Otro inicio que deseo emplazar aquí concierne al proyecto teórico de Alfred Sohn-Rethel en su largamente meditado estudio Trabajo intelectual y trabajo manual, cuya versión final data de 1989. La elaboración de Sohn-Rethel comporta una crítica histórico-dialéctica de la epistemología kantiana. La teoría del conocimiento con la cual Kant se propuso fundamentar filosóficamente las condiciones de posibilidad de la ciencia newtoniana predicaba la ahistoricidad de las formas puras de la intuición sensible, de las categorías del entendimiento y en consecuencia de la facultad cognitiva del sujeto trascendental.
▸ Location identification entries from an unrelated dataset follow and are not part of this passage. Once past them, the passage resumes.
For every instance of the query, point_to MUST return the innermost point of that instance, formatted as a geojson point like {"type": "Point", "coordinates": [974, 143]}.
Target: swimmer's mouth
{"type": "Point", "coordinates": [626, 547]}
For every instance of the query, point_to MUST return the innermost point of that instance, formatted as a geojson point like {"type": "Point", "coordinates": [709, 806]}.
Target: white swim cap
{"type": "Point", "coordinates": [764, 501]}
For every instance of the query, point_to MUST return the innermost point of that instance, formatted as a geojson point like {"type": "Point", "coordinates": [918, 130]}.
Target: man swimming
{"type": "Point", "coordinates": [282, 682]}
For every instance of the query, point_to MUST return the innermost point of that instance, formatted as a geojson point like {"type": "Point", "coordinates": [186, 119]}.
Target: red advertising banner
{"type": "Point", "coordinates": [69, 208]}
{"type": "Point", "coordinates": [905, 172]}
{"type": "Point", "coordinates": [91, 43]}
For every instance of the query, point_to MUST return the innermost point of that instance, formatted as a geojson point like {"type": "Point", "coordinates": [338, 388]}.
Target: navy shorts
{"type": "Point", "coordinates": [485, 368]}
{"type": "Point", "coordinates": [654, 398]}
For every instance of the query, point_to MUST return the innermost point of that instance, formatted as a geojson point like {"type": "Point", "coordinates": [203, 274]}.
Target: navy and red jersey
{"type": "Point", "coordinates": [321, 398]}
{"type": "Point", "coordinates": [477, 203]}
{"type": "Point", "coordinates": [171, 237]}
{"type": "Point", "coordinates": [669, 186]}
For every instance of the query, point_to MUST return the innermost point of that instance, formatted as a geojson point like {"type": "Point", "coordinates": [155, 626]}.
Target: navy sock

Los rasgos ahistóricos del sujeto kantiano son, argumentó Sohn-Rethel, deshistorizaciones ideológicas de la subjetividad burguesa. La individualidad cognitiva del sujeto trascendental, supuestamente universal, corresponde con la forma-sujeto derivada de la generalización de la forma-mercancía. El individuo narcisista, la abstracción del tiempo lineal y del espacio continuo, la docena de categorías, son formas históricas y arbitrarias consagradas como trascendentales por la “filosofía crítica”.

Sohn-Rethel provee los recursos elementales de un clivaje marxista en la historia intelectual. Una investigación de las prácticas intelectuales en el sistema burgués inscribe sus posibilidades y autonomías en el mundo ordenado por la valorización ampliada del capital. Insisto en que los planteos de Sohn-Rethel son elementales de una teoría crítica adecuada a una historia intelectual pues se requiere de un enorme trabajo filosófico e histórico para desplegarlo. En principio, se impone prolongar la crítica de la epistemología en una analítica histórica de las prácticas intelectuales (y no solo de ese tema más delimitado que es la “historia de las y los intelectuales”). De tal manera, se podría transitar de la “abstracción real” con que Sohn-Rethel sintetiza la generación de formas de pensamiento teórico en la cotidianidad mercantil burguesa, a una “abstracción social” verificada como precondición sistémica de las prácticas, incluidas las intelectuales. Finalmente, esa conexión fundamenta una vertiente crítica de lo intelectual como producto ambivalente de la producción capitalista de la realidad social.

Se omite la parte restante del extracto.